I give you credit...You seem like a good kid with a good head on your shoulders...If you really have your heart set on this...I would consider the subcontracting route for Atleast your first year...A $25-$30k loan plus all the other expenses are a fairly large nut to carry every month for a full time student


----------



## FredG (Oct 15, 2012)

No it's not hard to plow, mostly you will be wind rowing, You have to learn to be efficient. Meaning not leaving wind rows to pick up, putting the snow in a good place and not wrecking anything, equipment or property and not getting stuck, stacking.

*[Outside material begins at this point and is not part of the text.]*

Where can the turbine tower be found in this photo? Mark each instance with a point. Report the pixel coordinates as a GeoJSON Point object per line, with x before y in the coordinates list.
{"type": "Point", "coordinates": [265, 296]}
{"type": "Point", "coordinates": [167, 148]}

I do agree with subbing till you get it down and familiar with it. Most of all make sure your debt is manageable.


----------



## BossPlow2010 (Sep 29, 2010)

Defcon 5 said:


> I give you credit...You seem like a good kid with a good head on your shoulders...If you really have your heart set on this...I would consider the subcontracting route for Atleast your first year...A $25-$30k loan plus all the other expenses are a fairly large nut to carry every month for a full time student


Actual picture of Todd's heart


----------



## UpperPeninsula (Aug 15, 2019)

m_ice said:


> I hate answering questions with questions but do you still have the ATV with plow? If yes that could be another option for drives to reduce start up cost.
> And I wouldn't want to rely on quick learning to make loan payments.


I don't unfortunately. I got a scholarship to cover all my tuition, and one to help with my housing.


----------



## EWSplow (Dec 4, 2012)

UpperPeninsula said:


> I don't unfortunately. I got a scholarship to cover all my tuition, and one to help with my housing.


Is the plowing business something that you would stick with after graduating, or is this just something you want to do while you're in school?
People seem to think that because of some of the hourly rates posted, there's a lot of profit. That is not always the case.


----------



## UpperPeninsula (Aug 15, 2019)

EWSplow said:


> Is the plowing business something that you would stick with after graduating, or is this just something you want to do while you're in school.
> People seem to think that because of some of the hourly rates posted, there's a lot of profit. That is not always the case.


I would be fine with making a career out of it...I get that you can be in the red pretty easy.


----------



## thelettuceman (Nov 23, 2010)

I with those that say sub contract the 1st year or you should start out on a small scale. Good Luck!!!


----------